If you are a pessimist you will focus on the latest figures showing the rise in cases among the young is continuing - to 157 per 100,000 population in the week ending 7 December from 140 the previous week.

That spells misery for a lot of kids aged 0 to 4, and their parents, and tragedy for some. At least half a dozen have died from respiratory complications associated with the new Fujian strain of the virus circulating this year.

Professor John Oxford, the flu expert at the Royal London hospital, is a pessimist. He described the Fujian strain as a "smash and grab virus" that was targeting the young and made the case for vaccinating children irresistible.

But Sir Liam Donaldson, the Government's chief medical officer, insisted that while every death was a tragedy the number of child deaths was not out of line with previous years. He urged parents of vulnerable children with conditions such as asthma to get them vaccinated but ruled out a mass programme for all children.

Where does that leave us? Optimists will be heartened by the headline figure which shows that after several weeks in which flu cases have risen rapidly they have now stabilised at 55 cases per 100,000 population, almost level with the 53.2 in the previous week and below the peak three weeks earlier of 62.2.

That could mean we have already seen the worst of flu this winter, especially if cases do not rise substantially before Christmas. Experience shows that major flu outbreaks rarely occur after Christmas.

The Health Protection Agency remains cautious. Whether influenza activity declines over the next few weeks or will continue to increase again cannot be predicted. But ministers are crossing their fingers that this year's outbreak will follow the pattern of recent years and wither away leaving the NHS free to concentrate on cutting waiting lists.

If that turns out to be the case, then the real story of this winter's flu will be not how severe it was, as suggested by recent weeks' headlines, but how mild it was. For flu is in gentle but unmistakable long term decline.

This is not a story popular with pessimists - or newsdesks - who prefer to play up the threat from flu. But a glance at the records tells a very different story.

Last winter (2002-3) the level of flu dropped to its lowest point for 36 years, beating even the record low recorded in the previous winter of 2001-2. For two seasons running flu cases failed to breach the baseline level of 50 cases per 100,000 population, the first time this had happened since 1966.
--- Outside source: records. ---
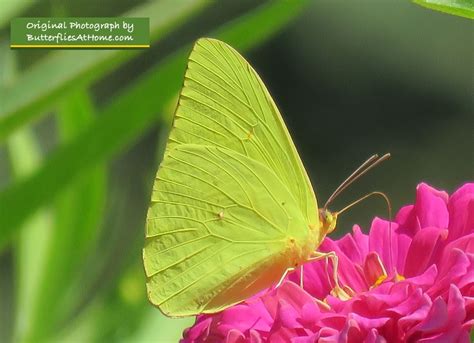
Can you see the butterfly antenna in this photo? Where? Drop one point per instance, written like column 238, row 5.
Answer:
column 371, row 162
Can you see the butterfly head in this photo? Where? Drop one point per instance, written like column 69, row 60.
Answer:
column 328, row 220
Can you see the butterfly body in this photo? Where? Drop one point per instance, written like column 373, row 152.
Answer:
column 232, row 207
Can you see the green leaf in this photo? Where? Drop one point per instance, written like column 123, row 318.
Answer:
column 127, row 118
column 462, row 8
column 78, row 214
column 38, row 88
column 30, row 257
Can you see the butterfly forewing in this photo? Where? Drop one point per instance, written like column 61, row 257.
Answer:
column 230, row 195
column 224, row 103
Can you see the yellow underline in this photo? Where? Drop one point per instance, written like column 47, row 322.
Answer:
column 78, row 46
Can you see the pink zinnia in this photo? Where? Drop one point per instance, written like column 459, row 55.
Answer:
column 417, row 287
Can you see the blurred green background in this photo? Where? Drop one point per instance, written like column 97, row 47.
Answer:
column 81, row 133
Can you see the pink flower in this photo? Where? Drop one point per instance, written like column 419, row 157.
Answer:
column 418, row 286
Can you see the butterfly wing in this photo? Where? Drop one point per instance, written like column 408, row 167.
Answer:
column 217, row 230
column 229, row 194
column 224, row 103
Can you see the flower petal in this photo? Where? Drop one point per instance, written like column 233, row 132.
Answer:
column 461, row 212
column 430, row 207
column 424, row 247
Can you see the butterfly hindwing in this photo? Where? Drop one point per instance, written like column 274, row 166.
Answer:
column 224, row 103
column 217, row 230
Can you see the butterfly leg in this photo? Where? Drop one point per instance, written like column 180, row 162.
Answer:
column 337, row 290
column 284, row 276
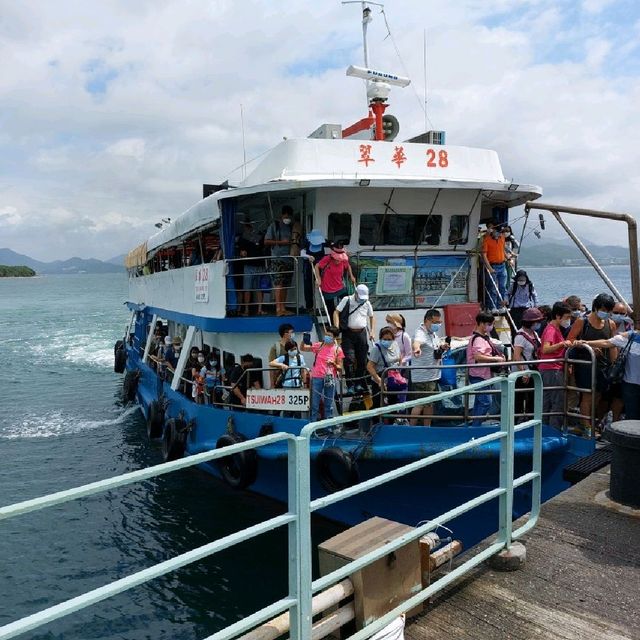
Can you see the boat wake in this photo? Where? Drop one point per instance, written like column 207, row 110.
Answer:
column 56, row 424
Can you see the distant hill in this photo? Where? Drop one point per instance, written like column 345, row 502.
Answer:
column 538, row 253
column 73, row 265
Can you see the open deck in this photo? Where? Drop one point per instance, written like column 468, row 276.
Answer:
column 581, row 580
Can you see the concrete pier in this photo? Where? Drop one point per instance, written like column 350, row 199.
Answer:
column 581, row 579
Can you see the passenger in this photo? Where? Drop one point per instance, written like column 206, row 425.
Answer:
column 279, row 237
column 358, row 328
column 250, row 247
column 522, row 296
column 287, row 333
column 384, row 355
column 494, row 256
column 325, row 372
column 554, row 346
column 526, row 346
column 313, row 251
column 241, row 380
column 596, row 326
column 292, row 366
column 330, row 274
column 631, row 380
column 427, row 352
column 481, row 349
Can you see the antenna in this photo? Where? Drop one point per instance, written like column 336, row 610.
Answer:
column 244, row 149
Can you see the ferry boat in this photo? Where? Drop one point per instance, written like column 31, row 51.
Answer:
column 408, row 214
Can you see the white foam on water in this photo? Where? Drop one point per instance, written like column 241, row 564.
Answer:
column 56, row 424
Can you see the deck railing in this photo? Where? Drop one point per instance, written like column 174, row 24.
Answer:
column 298, row 517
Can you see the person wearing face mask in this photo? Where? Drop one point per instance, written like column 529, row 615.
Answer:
column 598, row 325
column 494, row 257
column 554, row 346
column 522, row 296
column 426, row 346
column 280, row 238
column 526, row 347
column 482, row 351
column 325, row 372
column 383, row 355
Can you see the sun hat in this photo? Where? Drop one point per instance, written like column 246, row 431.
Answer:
column 363, row 291
column 532, row 315
column 316, row 240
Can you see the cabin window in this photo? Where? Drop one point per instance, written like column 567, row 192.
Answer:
column 399, row 229
column 459, row 230
column 339, row 227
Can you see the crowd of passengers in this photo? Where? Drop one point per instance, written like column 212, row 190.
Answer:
column 391, row 365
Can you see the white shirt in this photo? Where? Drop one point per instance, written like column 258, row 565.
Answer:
column 359, row 311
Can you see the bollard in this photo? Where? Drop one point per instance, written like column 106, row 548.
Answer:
column 624, row 436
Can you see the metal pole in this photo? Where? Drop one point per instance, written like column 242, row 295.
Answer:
column 632, row 227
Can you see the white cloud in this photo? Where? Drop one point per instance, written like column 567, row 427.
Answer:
column 114, row 114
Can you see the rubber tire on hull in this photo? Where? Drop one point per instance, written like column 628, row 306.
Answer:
column 240, row 470
column 155, row 420
column 119, row 357
column 130, row 386
column 174, row 439
column 337, row 469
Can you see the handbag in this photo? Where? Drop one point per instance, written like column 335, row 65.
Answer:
column 614, row 374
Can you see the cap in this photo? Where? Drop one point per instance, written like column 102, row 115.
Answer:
column 532, row 315
column 316, row 240
column 363, row 291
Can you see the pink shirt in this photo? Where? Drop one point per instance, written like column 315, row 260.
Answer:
column 323, row 353
column 331, row 280
column 552, row 335
column 478, row 344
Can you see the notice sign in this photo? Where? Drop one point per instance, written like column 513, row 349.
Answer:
column 202, row 283
column 394, row 281
column 278, row 399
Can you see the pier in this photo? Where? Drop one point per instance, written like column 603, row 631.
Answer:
column 581, row 579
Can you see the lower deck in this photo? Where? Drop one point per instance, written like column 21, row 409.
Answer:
column 581, row 579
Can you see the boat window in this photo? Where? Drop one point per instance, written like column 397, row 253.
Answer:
column 339, row 227
column 399, row 229
column 459, row 230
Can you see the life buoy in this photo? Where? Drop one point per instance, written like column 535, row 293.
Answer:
column 155, row 418
column 241, row 469
column 174, row 439
column 119, row 357
column 337, row 469
column 130, row 386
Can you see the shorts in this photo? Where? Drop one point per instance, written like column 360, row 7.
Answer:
column 251, row 277
column 281, row 272
column 427, row 387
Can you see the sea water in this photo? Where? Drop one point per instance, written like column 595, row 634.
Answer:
column 62, row 424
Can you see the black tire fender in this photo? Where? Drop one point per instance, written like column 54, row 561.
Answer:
column 155, row 420
column 119, row 357
column 337, row 469
column 130, row 386
column 240, row 470
column 174, row 439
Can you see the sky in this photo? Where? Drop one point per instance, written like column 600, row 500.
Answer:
column 114, row 113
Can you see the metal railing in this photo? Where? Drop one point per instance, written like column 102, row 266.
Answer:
column 298, row 518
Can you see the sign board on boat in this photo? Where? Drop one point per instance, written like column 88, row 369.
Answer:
column 201, row 275
column 279, row 399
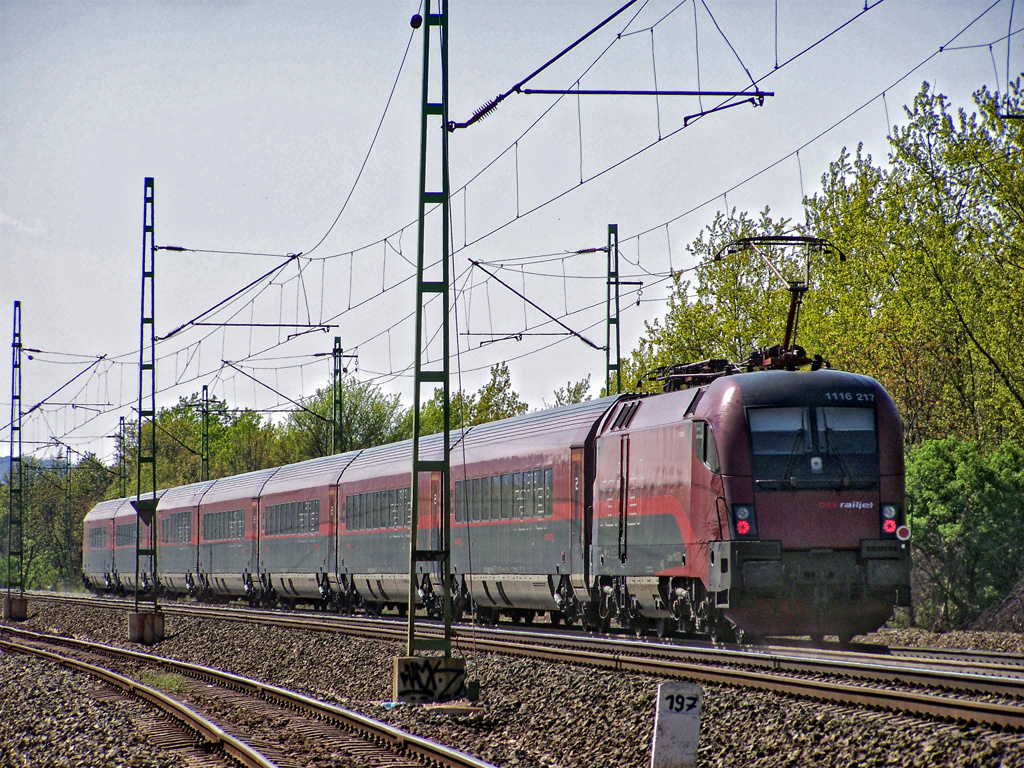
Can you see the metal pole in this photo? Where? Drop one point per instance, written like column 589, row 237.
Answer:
column 437, row 472
column 145, row 470
column 612, row 313
column 338, row 433
column 14, row 517
column 204, row 470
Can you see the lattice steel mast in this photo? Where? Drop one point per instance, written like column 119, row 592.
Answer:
column 15, row 578
column 434, row 199
column 145, row 466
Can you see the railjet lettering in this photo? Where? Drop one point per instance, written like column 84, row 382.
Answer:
column 418, row 680
column 846, row 505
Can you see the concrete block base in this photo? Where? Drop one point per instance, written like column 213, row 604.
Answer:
column 145, row 628
column 423, row 680
column 15, row 608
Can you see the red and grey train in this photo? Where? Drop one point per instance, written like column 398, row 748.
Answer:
column 762, row 503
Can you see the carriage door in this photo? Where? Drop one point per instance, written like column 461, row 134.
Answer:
column 435, row 510
column 577, row 545
column 331, row 561
column 624, row 496
column 254, row 552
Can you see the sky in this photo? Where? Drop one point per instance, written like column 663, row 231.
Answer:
column 281, row 128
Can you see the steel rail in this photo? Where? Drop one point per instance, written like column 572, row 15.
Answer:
column 971, row 711
column 611, row 653
column 213, row 735
column 392, row 738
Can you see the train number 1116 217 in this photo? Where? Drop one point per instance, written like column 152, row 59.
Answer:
column 850, row 396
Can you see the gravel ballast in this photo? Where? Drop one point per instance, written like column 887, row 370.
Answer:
column 50, row 716
column 551, row 715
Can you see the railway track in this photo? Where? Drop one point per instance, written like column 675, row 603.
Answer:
column 281, row 727
column 987, row 692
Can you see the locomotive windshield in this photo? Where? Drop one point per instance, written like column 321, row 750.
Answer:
column 813, row 448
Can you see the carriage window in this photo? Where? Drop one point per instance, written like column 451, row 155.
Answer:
column 496, row 498
column 223, row 525
column 549, row 495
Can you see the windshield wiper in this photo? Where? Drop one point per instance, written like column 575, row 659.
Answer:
column 833, row 451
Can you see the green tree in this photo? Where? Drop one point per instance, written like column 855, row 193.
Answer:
column 571, row 393
column 728, row 308
column 462, row 412
column 932, row 301
column 370, row 418
column 250, row 441
column 964, row 504
column 497, row 399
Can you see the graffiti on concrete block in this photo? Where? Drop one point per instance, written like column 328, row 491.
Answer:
column 420, row 680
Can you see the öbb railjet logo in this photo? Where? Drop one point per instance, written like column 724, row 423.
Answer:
column 846, row 505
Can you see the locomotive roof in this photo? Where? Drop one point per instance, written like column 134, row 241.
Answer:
column 791, row 387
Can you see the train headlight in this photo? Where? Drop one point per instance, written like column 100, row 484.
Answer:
column 743, row 520
column 891, row 520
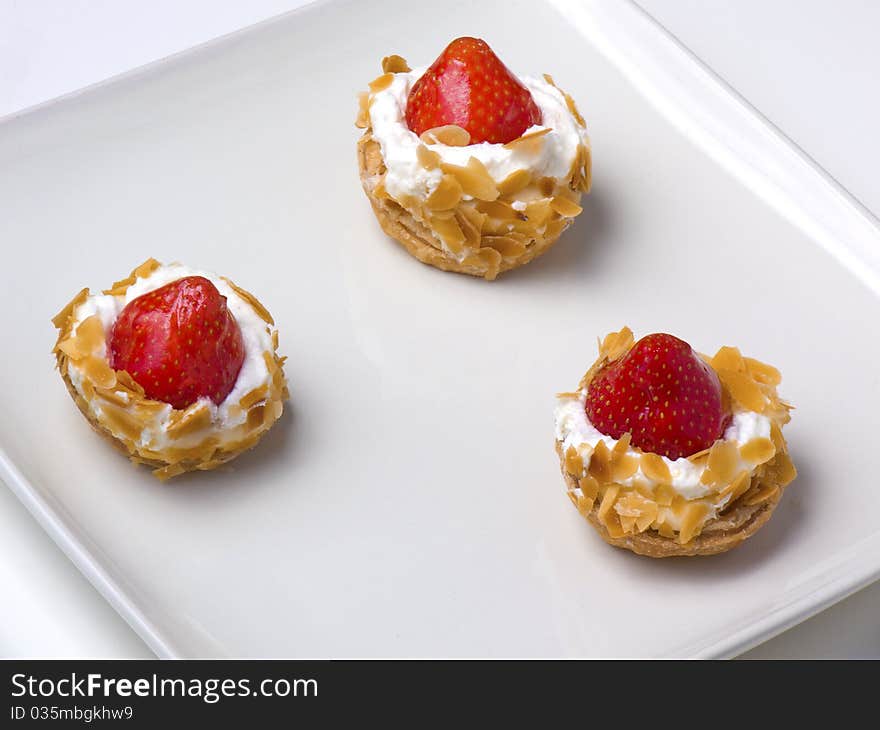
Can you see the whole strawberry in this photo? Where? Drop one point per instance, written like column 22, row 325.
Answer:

The record lows in each of the last two flu seasons are the culmination of a 30 year decline in the level of flu, punctuated by the occasional epidemic. The seasonal peaks have been steadily sinking since the late 1960s with the last epidemic occurring in 1989-90.

The reason for the fall is thought to be a more congenial environment, says Douglas Fleming, the Birmingham GP who has run the Royal College of GPs flu monitoring service for several decades.

Less crowding and smaller families mean people spend less time breathing other people's germs. Less smoking and less pollution mean lower rates of bronchitis and other respiratory infections. The result is less chance for the virus to be transmitted and to grow.

Mass vaccination of the elderly has also contributed - last week's flu figures for the over 65s, show 34 cases per 100,000, the lowest for any age group. A change in sickness certification which meant patients could take up to a week off work without having a note from a GP, rather than the previous three days, may also have led to a fall in the recording of flu, though not in the illness itself.

All this keeps the optimists happy. But the pessimists have a killer card up their sleeves - the ever present threat of pandemic flu caused by a big mutation in the virus which would produce a strain that would go round the world, potentially killing millions of people.

Three times in the last year cases have occurred that looked as if they could be harbingers of the next pandemic when avian flu broke out in Hong Kong, the Netherlands and Denmark. A fourth case of avian flu was confirmed in a five-year-old boy in Hong Kong this week. So far these variants of the virus have lacked the infectivity to enable them to spread. As Sir Liam put it, the match was lit and fell towards the tinderbox but it did not ignite. If a future mutation does ignite, then the pessimists will have the last - cough.